Oliver Luby has long been the most public-spirited employee of the San Francisco Ethics Commission, the one person in that office who repeatedly exposed powerful violators of campaign finance rules and blew the whistle on schemes to make the system less transparent and effective, drawing the ire of Director John St. Croix and Deputy Director Mabel Ng in the process.
St. Croix repeatedly tied to silence and punish Luby, who fell back on civil service and whistle-blower protections to save his job as a fines collection officer and continue doing it properly. But it appears St. Croix has finally succeeded in ousting Luby, who this week was notified that his last day will be June 11.
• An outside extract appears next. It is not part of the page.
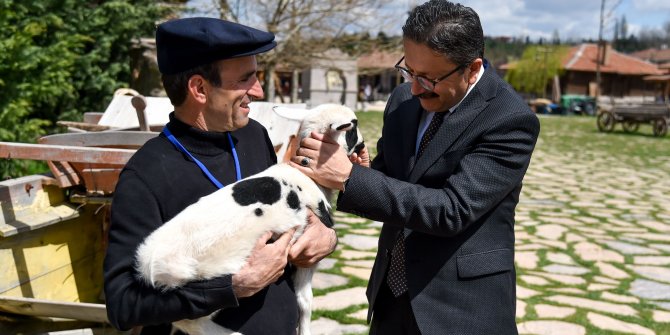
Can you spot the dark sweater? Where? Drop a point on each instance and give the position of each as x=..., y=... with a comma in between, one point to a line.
x=159, y=182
During budget season last year, at a time when St. Croix was trying to punish Luby for sounding the alarm about a new campaign finance database would effectively delete important data (something St. Croix defended but the vendor, NetFile, later corrected), St. Croix quietly removed a special condition for Luby's job that required at least 12 months campaign finance experience.
So when Mayor Gavin Newsom ordered more than 400 layoffs of city employees to balance the budget, Luby's job was just another 1840 level position, subjected to being taken by someone from another department with more seniority, which is what happened when Ernestine Braxton, a junior management assistant with the Department of Public Works, took the job.
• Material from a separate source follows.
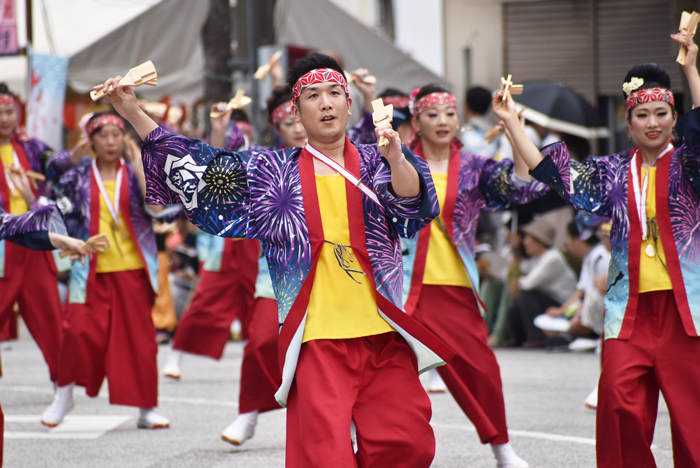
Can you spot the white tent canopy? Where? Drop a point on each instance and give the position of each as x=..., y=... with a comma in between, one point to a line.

When I asked St. Croix about why he removed the special condition from Luby's job and whether it was retaliation for his battles with Luby, St. Croix told me, “You want me to talk about a personnel matter and I'm not going to talk about it.”
Yet Luby says its clear the St. Croix targeted him for removal. “Once that condition was removed, it was only a matter of time before I was bumped by someone in the same civil service job class but with greater seniority,” Luby wrote in a message to supporters, adding that he's still figuring out what his options are.
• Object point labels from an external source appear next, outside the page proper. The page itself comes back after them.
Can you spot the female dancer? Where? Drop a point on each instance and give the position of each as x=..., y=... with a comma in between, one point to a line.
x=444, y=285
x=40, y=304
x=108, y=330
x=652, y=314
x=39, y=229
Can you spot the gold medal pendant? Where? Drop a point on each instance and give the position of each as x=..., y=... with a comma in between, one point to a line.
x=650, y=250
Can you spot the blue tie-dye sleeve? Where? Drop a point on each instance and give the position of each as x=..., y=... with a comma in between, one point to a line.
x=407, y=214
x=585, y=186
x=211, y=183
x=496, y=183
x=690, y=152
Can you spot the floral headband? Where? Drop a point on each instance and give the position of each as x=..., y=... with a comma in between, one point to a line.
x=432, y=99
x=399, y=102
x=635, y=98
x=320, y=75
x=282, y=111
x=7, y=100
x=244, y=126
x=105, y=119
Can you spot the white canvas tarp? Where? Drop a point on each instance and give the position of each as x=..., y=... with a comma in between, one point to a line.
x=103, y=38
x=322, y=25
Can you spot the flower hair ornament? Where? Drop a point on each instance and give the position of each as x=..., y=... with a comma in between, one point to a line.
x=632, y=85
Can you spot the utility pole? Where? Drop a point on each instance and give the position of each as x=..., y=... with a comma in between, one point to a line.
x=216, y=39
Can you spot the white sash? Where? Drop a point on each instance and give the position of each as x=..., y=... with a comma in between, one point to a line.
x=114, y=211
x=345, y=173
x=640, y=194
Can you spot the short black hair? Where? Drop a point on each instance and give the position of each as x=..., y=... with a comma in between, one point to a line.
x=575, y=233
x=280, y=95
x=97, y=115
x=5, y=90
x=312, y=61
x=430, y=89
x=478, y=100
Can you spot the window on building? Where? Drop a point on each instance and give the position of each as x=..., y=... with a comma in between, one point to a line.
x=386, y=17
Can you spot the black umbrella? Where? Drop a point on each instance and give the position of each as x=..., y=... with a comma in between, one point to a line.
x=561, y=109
Luby first got on the wrong side of Ethics Commission management back in early 2004 when he and fellow employee Kevin DeLiban accidentally were sent a memo from the office of campaign attorney Jim Sutton, treasurer for the Newsom for Mayor campaign, detailing a scheme to illegally pay off campaign debts with money laundered through Newsom's inauguration committee.
Ng and then-director Ginny Vida ordered them to destroy the document, but they saved a copy and exposed the scheme, which Sutton then backed away from implementing (the pair was publicly honored for their efforts). But Luby continued to have professional differences with Vida's replacement, St. Croix, often over the favorable treatment given the clients of Sutton, who runs the most expensive and deceptive campaigns on behalf of powerful downtown corporations and organizations (and whose hiding of a late PG&E contribution to defeat a 2002 public power measure resulted in a largest fine Ethics ever ordered).
For example, in 2007, Luby wrote a memo showing how enforcement actions by Ethics disproportionately targeted small campaigns (often by progressive candidates) and ignored serious violations by the most powerful interests in the city (which, if pursued, would have resulted in big fines, money the city desperately needs). We at the Guardian obtained the memo and wrote a story, causing St. Croix to order Luby to not longer write memos recommending way to improve operations at Ethics. And in November 2008, Luby wrote an op-ed in the Chronicle showing how St. Croix had ignored and covered up campaign finance law violations at City College of San Francisco that later led to the criminal indictment of former Chancellor Phil Day (whose trial is expected to begin later this year).
With each of these battles, Luby was threatened by St. Croix and had to seek support from his union, SEIU Local 1021, and the protection of civil service and whistleblower laws. But now, it appears that San Franciscans are losing the only person in the Ethics Commission that could be trusted to act in the interests of the city and the public.